Y hoy ¿cuánto tiempo llevaba sin salir
sola al campo, sin agarrar yo el volante de un coche en el que sólo
se oye mi voz? Mucho tiempo. Suficiente como para que el momento me
parezca nuevo, o muy bien restaurado. Llego casi hasta el límite
oeste de la provincia para comprobar si han vuelto ya de África
aquellas hermosas criaturas sobre las que escribí hace uno y dos
años. Excitada por el reencuentro con un pájaro gris azulado que
podría ser fácilmente aquel recuerdo que guardo de mí misma. Voy
alegre, parloteando con los contertulios de Pepa Bueno, saludando a
la señorita que le hace publicidad al Corte Inglés. Enamorada del
desplazamiento, y al rato, casada con él.
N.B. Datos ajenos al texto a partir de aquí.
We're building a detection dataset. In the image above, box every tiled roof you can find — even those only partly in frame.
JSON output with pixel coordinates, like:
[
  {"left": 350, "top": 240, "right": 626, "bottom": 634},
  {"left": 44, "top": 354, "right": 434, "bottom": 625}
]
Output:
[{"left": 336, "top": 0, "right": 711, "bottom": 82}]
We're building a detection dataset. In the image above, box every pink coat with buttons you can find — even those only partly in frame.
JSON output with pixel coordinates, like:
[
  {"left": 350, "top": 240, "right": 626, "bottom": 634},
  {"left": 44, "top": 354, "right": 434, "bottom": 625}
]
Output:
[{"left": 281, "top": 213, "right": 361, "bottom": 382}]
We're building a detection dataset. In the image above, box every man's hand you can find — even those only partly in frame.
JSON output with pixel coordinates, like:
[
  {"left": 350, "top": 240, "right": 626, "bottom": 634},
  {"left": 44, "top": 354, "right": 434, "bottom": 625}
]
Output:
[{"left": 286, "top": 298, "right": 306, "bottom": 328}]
Empiezan los bostezos. El
madrugón ensucia poco a poco el hechizo. ¿Paro y me tomo un café?
Sigo. Vuelve la rigidez en el cuello, y ese miedo apenas pensado a
perder el dominio que en mis primeros tiempos de conductora nunca
sentí. El miedo de estar haciendo maquinalmente algo que puede
acabar contigo y que, si lo piensas bien, no es diferente del miedo a
estar vivo.
Comprendo entonces con claridad por qué
las road movies son tan atractivas. Porque a lo mejor son un
calco no muy lejano de ti, sentado como estás en tu sofá o en
tu butaca del cine, empequeñecido por cielos señoriales que
tienen que ver poco con el zurcido sucio que a veces se deja ver entre los
edificios. Tú también sales cada día a la carretera, te confundes
en ella, te pones a merced del tráfico. Respetas las normas
impuestas. Todo pasa demasiado rápido como para que puedas hacer un
retrato fiable de ello en tu cabeza. Se suceden las señales con
nombres que no es probable que vuelvas a leer, los pueblos en los que
apenas puedes imaginar que viva gente que se te parezca, tu punto de
destino cifrado en números decrecientes. A veces no se te ocurre
abandonar la autopista. Sigues parloteando, dándole
vueltas al dial con la esperanza de que en alguna emisora pongan una
vieja canción de la que te sepas la letra.
Y a veces te decides por fin a coger una
de esas carreteras comarcales que no tienen línea central. No sabes
bien adónde te diriges, pero da un poco igual. Reduces la velocidad.
A lo mejor bajas la ventanilla, y el olor del mar y los árboles, del
trigo amarillo, de todo lo que todavía crece y se encoge, se hace
parte de ti. Tú te haces parte del paisaje. Creces también, cambias
como siempre les pasa a los protagonistas de las road movies.
Cada cactus, cada guijarro tras la cuneta tiene su propia elocuencia.
A veces pierdes la confianza de estar controlando realmente los
mandos, a veces te asustas, y a pesar de ello, sigues perseverando,
haciendo kilómetros lentos con la misma constancia con que cada
mañana te levantas. A veces llegas hasta a entender que, moviéndote,
estás siempre llegando a algún lado.
Y a veces el pájaro gris azulado, que ha vuelto, bate las alas delante de ti y hace piruetas en el cielo. Como si te reconociera.